8.0 Layout und Schrift
Ein gutes Layout unterstützt die Lesbarkeit der Abschlussarbeit. Dazu zählen Gliederung und Aufbau der Arbeit aber auch formale Kriterien, die meist von der Hochschule selbst festgelegt werden. Satzspiegel und Schrift sind Bestandteil des Layouts und sollten nach den Kriterien der jeweiligen Hochschule gestaltet sein. In der Regel gelten aber Seitenränder von 2, 5 cm oben und unten, 3,5 cm links und 3 cm rechts.
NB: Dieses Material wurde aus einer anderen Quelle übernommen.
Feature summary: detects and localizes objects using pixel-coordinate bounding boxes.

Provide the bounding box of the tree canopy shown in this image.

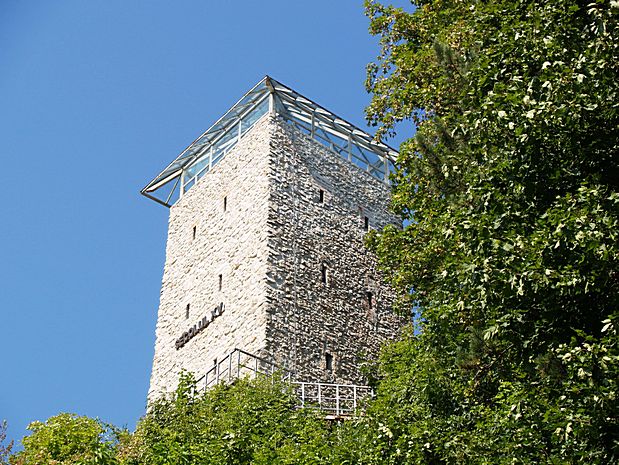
[366,0,619,463]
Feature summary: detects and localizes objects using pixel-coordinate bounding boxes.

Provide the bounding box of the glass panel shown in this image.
[241,97,269,134]
[213,123,239,160]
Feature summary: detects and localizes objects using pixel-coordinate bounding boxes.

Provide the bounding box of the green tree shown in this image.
[366,0,619,463]
[0,421,13,465]
[118,377,334,465]
[10,413,117,465]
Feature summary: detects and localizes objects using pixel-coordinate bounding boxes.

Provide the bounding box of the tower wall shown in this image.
[149,115,402,400]
[149,118,271,399]
[266,115,403,384]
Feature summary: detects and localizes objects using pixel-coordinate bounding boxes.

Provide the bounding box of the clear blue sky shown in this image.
[0,0,408,439]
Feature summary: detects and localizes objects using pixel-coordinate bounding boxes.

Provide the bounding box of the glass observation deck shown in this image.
[141,76,398,207]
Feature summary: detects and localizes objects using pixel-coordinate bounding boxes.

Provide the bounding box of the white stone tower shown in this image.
[142,77,402,399]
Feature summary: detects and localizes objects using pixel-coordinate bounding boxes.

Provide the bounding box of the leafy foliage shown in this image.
[10,413,116,465]
[120,377,340,465]
[0,421,13,465]
[366,0,619,463]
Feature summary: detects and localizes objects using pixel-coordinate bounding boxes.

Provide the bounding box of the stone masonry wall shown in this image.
[149,116,403,400]
[266,120,404,383]
[149,117,272,400]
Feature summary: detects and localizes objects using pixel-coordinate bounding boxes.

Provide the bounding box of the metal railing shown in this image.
[196,349,374,418]
[196,349,292,389]
[292,381,374,417]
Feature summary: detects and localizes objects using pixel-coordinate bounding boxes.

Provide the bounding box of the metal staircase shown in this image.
[196,349,374,419]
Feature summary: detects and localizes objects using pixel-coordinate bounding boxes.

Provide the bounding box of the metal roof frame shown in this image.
[140,76,398,207]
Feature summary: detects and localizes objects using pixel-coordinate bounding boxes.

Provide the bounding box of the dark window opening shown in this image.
[320,263,327,284]
[325,353,333,371]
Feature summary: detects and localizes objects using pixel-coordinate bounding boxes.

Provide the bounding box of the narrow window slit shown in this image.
[325,352,333,371]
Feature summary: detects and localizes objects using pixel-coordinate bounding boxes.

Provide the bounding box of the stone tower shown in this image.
[142,77,402,399]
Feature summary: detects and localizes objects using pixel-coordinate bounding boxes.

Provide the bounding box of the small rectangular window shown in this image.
[325,353,333,371]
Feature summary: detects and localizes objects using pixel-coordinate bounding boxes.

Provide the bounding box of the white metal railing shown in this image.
[196,349,374,418]
[292,381,374,417]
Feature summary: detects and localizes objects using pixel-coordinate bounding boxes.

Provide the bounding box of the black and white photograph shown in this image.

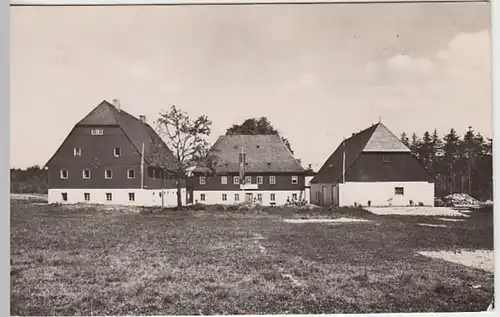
[9,0,495,316]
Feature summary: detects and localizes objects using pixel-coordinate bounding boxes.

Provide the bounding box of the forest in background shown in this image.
[10,127,493,200]
[400,127,493,200]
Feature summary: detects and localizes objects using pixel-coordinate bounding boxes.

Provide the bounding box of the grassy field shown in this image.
[11,201,493,315]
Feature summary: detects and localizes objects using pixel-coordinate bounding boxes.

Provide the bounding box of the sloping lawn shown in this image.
[11,201,493,315]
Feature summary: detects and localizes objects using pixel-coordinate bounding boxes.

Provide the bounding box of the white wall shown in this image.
[193,190,304,206]
[48,188,186,207]
[339,182,434,207]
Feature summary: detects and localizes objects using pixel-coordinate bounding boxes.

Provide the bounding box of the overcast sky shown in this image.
[10,3,492,167]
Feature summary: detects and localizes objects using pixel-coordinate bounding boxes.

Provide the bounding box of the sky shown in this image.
[10,3,492,168]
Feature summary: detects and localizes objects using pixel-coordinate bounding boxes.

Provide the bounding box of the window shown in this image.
[269,176,276,184]
[60,170,68,178]
[127,168,135,178]
[82,169,90,179]
[104,170,113,179]
[90,128,104,135]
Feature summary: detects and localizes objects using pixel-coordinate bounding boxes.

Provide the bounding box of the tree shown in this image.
[410,133,420,157]
[226,117,294,154]
[418,131,434,168]
[443,129,460,193]
[155,106,212,209]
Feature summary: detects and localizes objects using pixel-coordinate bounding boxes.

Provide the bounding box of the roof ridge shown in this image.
[335,124,378,182]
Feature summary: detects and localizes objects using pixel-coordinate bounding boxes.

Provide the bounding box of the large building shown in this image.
[188,134,309,205]
[46,100,186,206]
[311,122,434,206]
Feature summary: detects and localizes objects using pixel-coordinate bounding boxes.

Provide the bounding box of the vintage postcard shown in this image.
[10,2,494,316]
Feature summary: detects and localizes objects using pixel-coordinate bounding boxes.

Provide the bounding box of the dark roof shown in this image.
[46,100,178,168]
[311,122,410,183]
[194,134,305,173]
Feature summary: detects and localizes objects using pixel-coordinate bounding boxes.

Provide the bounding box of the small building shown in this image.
[189,134,307,205]
[46,100,186,206]
[311,122,434,206]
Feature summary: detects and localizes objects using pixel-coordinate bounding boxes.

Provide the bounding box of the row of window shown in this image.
[73,147,122,157]
[59,168,135,179]
[200,193,298,202]
[200,176,299,185]
[61,193,135,201]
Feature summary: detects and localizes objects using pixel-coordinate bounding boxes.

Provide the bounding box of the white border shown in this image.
[6,0,500,317]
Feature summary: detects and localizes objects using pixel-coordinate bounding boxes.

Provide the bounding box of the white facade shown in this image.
[48,188,186,207]
[338,182,434,206]
[193,190,304,206]
[311,182,434,207]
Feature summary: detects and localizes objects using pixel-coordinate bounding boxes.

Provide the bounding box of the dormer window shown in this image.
[90,128,104,135]
[59,170,68,179]
[104,170,113,179]
[127,169,135,179]
[82,169,90,179]
[269,176,276,185]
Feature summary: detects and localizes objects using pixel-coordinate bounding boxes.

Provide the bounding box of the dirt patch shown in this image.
[438,218,464,222]
[366,207,470,217]
[417,223,448,228]
[418,250,494,273]
[283,218,372,223]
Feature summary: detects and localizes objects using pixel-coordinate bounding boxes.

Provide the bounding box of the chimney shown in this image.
[113,99,121,111]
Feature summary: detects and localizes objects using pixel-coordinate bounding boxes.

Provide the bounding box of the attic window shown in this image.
[90,128,104,135]
[104,170,113,179]
[60,170,68,179]
[394,187,405,195]
[82,169,90,179]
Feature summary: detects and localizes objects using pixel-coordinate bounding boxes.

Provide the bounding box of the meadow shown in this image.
[10,200,493,316]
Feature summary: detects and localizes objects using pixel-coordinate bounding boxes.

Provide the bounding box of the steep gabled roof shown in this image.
[195,134,305,173]
[45,100,178,168]
[311,122,411,183]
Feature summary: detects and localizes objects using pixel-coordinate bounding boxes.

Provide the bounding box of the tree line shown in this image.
[400,127,493,200]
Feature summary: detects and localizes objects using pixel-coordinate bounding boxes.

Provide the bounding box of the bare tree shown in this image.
[154,106,214,209]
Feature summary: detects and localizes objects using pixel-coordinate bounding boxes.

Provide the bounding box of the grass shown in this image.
[10,201,493,315]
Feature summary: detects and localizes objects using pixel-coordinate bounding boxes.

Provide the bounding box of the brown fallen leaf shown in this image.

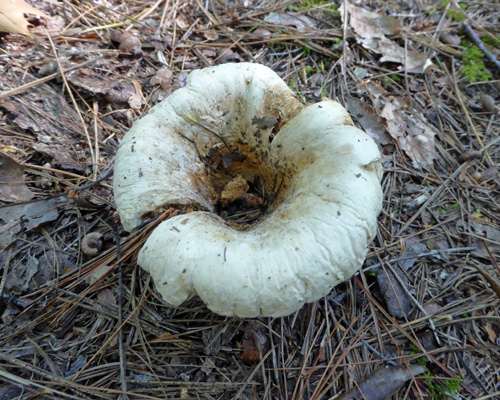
[346,96,391,145]
[0,152,35,202]
[0,66,88,172]
[241,322,269,364]
[336,365,425,400]
[0,0,50,35]
[110,29,144,58]
[128,79,146,110]
[149,67,174,90]
[97,288,118,308]
[380,100,436,170]
[377,266,412,318]
[264,12,318,32]
[340,1,431,73]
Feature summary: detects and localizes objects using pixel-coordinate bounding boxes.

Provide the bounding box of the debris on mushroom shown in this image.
[220,174,250,207]
[114,63,382,317]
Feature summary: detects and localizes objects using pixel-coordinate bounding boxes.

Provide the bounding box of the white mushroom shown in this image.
[114,63,382,317]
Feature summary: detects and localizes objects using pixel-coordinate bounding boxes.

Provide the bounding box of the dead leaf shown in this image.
[377,266,412,318]
[149,67,174,90]
[340,1,431,73]
[241,322,269,364]
[218,49,243,64]
[0,153,35,202]
[128,79,146,110]
[97,288,118,307]
[346,96,391,146]
[264,12,317,32]
[0,0,50,35]
[0,66,87,172]
[5,254,39,293]
[109,29,144,59]
[0,198,61,253]
[381,100,436,171]
[336,365,425,400]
Typografisch gesehen zwar nicht die beste Aufteilung, aber in den meisten Fällen Vorgabe der Hochschule. Als Schrift wird für Abschlussarbeiten meist Times New Roman, eine so genannte Serifenschriftart, verwendet. Schriftgröße ist 12 pt und der Zeilenabstand beträgt 1, 5 cm 1,5-fach beziehungsweise circa 18 bis 21 pt. Durch die Serifen, also die kleinen „Füße“ an den Lettern der Schrift, soll der Lesefluss besonders bei langen Texten unterstützt werden. Das ist bei einer Schriftart wie Arial nicht der Fall. Arial wird jedoch häufig in naturwissenschaftlichen und technischen Bereichen als Schriftart gefordert. Fußnoten und Kopfzeilen liegen in der Regel bei 10 pt. Genauso wie die Beschriftung von Tabellen und Grafiken. Überschriften verwenden 18 und 15 pt Schriftgrößen. Jedoch sollte beachtet werden, dass nicht mehr als vier verschiedene Schriftgrößen verwendet werden.
Wer in seiner Arbeit Grafiken verwendet, muss darauf achten, dass diese eine ausreichende Größe haben, so dass der Leser auch Details noch gut erkennen kann. Des Weiteren ist es ratsam im Fließtext bereits im Vorfeld auf die Grafik zu verweisen, so dass ein Zusammenhang entsteht. Wer bei seiner Abschlussarbeit mit einer Formatvorlage arbeitet, wird es leichter haben, da Schriftgrößen, Verzeichnisse und Abstände bereits vorgefertigt sind. Im Prinzip muss man seinen Text „nur” noch einfügen und eventuell Kleinigkeiten im Nachhinein anpassen.